Chapter 7 is a liquidation proceeding. One way to understand this procedure is to think of it in terms of a bargain that you make with the Bankruptcy Court. When a person files a chapter 7 they are in essence telling the Bankruptcy Court that they are willing to turn over to the Bankruptcy Court all of their nonexempt assets (those assets that are in excess of the things that are allowed to keep when they file bankruptcy). In exchange for surrendering your nonexempt assets to the bankruptcy court you obtain an immediate discharge (release) from your debts.
Another way to describe, or think about, Chapter 7, is in terms of future income protection.
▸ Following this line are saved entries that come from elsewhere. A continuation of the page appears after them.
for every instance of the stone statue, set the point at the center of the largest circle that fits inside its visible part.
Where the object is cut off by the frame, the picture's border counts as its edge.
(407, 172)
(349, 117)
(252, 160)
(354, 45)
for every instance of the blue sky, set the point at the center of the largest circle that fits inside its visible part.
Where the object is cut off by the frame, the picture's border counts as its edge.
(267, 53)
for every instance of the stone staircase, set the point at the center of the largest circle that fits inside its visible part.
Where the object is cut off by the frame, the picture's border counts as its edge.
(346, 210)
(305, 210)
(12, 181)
By making the bargain with the Bankruptcy Court described above, you get to keep all of your income that you earn in the future without having to worry that the creditors from your past will try to collect those debts in the future.
Your ability to file a chapter 7 may be limited by your current income, the kind of debt you owe, and whether or not you have filed a bankruptcy in the past. Chapter 7 is limited to those individuals who are reasonably unable to pay their debts. Your ability to reasonably pay your debts may be limited by the “Means Test” that is part of the bankruptcy process.
Not every debt is eligible to be discharged in a chapter 7. The debts that most commonly cannot be discharge in bankruptcy include support obligations, recent taxes, and student loans (unless a hardship as defined under the law can be proven in court). There are a number of other debts that cannot be discharged in bankruptcy, but it is advisable to seek the advice of an experienced bankruptcy attorney to determine if any other debts cannot be discharged in bankruptcy.
The law limits how often an individual may obtain a discharge in bankruptcy. Generally speaking the person may only obtain a discharge in a chapter 7 once every eight years.